Um estudo do Instituto de Saúde Pública da Universidade do Porto (ISPUP), que teve por base o Inquérito Alimentar Nacional e de Atividade Física, concluiu que as crianças e os adolescentes são quem mais consome açúcar em Portugal.

O estudo, recentemente publicado na revista ‘Public Health Nutrition’, analisou dados de 5.811 pessoas, com idades entre os três meses e 84 anos, relativos ao consumo de açúcares e que foram recolhidos, entre 2015 e 2016, no âmbito do Inquérito Alimentar Nacional e de Atividade Física.

“O nosso objetivo foi caracterizar o consumo de açúcar na população portuguesa e, além de caracterizar, perceber quais eram os alimentos que contribuíam para esse consumo”, disse à Lusa, Ana Rita Marinho, autora do estudo e investigadora do ISPUP.

Desta forma, a investigação analisou o consumo total de açúcares e o consumo diário de açúcares livres [açúcar que é adicionado aos alimentos pelos consumidores ou indústria e o açúcar que está presente no mel, xaropes, concentrados e sumos de fruta].

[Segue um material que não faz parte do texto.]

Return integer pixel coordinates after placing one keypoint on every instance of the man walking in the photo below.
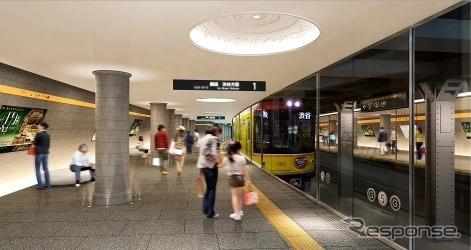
(161, 146)
(382, 139)
(42, 141)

“Tem havido um foco muito grande nos açúcares livres, porque a Organização Mundial de Saúde (OMS) reforçou e colocou valores limite de consumo de açucares livres mais reduzidos”, disse, adiantando que a recomendação da OMS defende uma ingestão inferior a 10% do valor energético diário.

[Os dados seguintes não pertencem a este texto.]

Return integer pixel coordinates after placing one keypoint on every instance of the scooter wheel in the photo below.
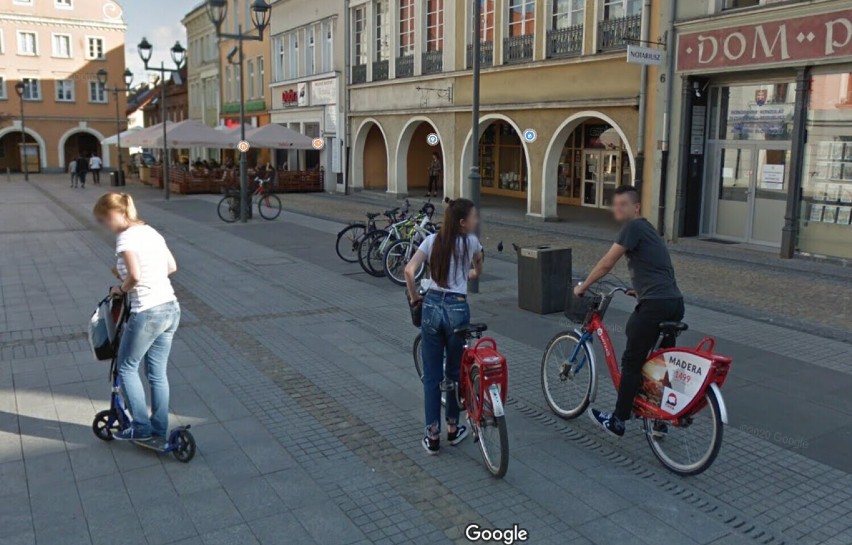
(184, 451)
(104, 425)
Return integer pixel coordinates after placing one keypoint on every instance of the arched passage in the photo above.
(82, 141)
(504, 163)
(414, 156)
(370, 165)
(10, 140)
(587, 158)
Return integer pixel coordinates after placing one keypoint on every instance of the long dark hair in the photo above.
(446, 248)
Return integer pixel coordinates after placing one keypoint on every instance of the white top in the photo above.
(457, 280)
(154, 287)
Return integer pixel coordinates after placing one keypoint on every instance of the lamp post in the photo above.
(473, 177)
(128, 80)
(217, 10)
(178, 56)
(20, 87)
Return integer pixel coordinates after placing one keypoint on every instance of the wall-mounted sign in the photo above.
(796, 40)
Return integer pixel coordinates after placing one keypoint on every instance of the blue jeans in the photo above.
(148, 336)
(442, 313)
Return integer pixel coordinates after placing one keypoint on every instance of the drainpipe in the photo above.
(667, 119)
(347, 73)
(645, 31)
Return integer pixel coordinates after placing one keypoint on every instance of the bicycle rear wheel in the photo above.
(364, 249)
(269, 206)
(490, 430)
(229, 210)
(348, 241)
(690, 445)
(567, 375)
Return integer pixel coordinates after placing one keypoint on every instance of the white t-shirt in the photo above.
(457, 279)
(154, 287)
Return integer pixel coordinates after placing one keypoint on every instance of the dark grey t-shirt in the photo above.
(648, 260)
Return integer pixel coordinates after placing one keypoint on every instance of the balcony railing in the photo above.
(359, 73)
(486, 54)
(616, 33)
(380, 70)
(565, 42)
(433, 62)
(405, 66)
(518, 48)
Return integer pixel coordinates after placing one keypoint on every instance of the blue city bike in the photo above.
(181, 443)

Segundo a investigadora, os grupos que apresentaram uma “menor adesão” a esta recomendação da OMS foram as crianças e os adolescentes, sendo que os refrigerantes, iogurtes, cereais e doces foram os alimentos que mais contribuíram para o elevado consumo.

“Verificou-se que os portugueses consomem em média 84 gramas de açúcares totais por dia e 35 gramas de açúcares livres, sendo o consumo superior em crianças, dos 5 aos 9 anos, que consomem 50 gramas por dia de açúcares livres, e em adolescentes, dos 10 aos 17 anos, que consomem 53 gramas por dia de açúcares livres”, garantiu.

Por sua vez, os indivíduos com mais de 65 anos foram os que apresentaram “uma maior adesão a esta recomendação”, e consequentemente, “melhores consumos”.

Para Ana Rita Marinho, este estudo, ao caracterizar o consumo de açúcar por grupos etários e os alimentos que motivam esse consumo, pode ser um “bom instrumento para definir estratégias de saúde pública”.

“O estudo permite que do ponto de vista dos profissionais de saúde, decisores políticos e científicos ver o que pode ser feito junto destes grupos para diminuir o seu consumo”, concluiu.

À Lusa, a investigadora adiantou que o objetivo da equipa do ISPUP passa agora por perceber se estes consumos podem estar relacionados com potenciais problemas de saúde.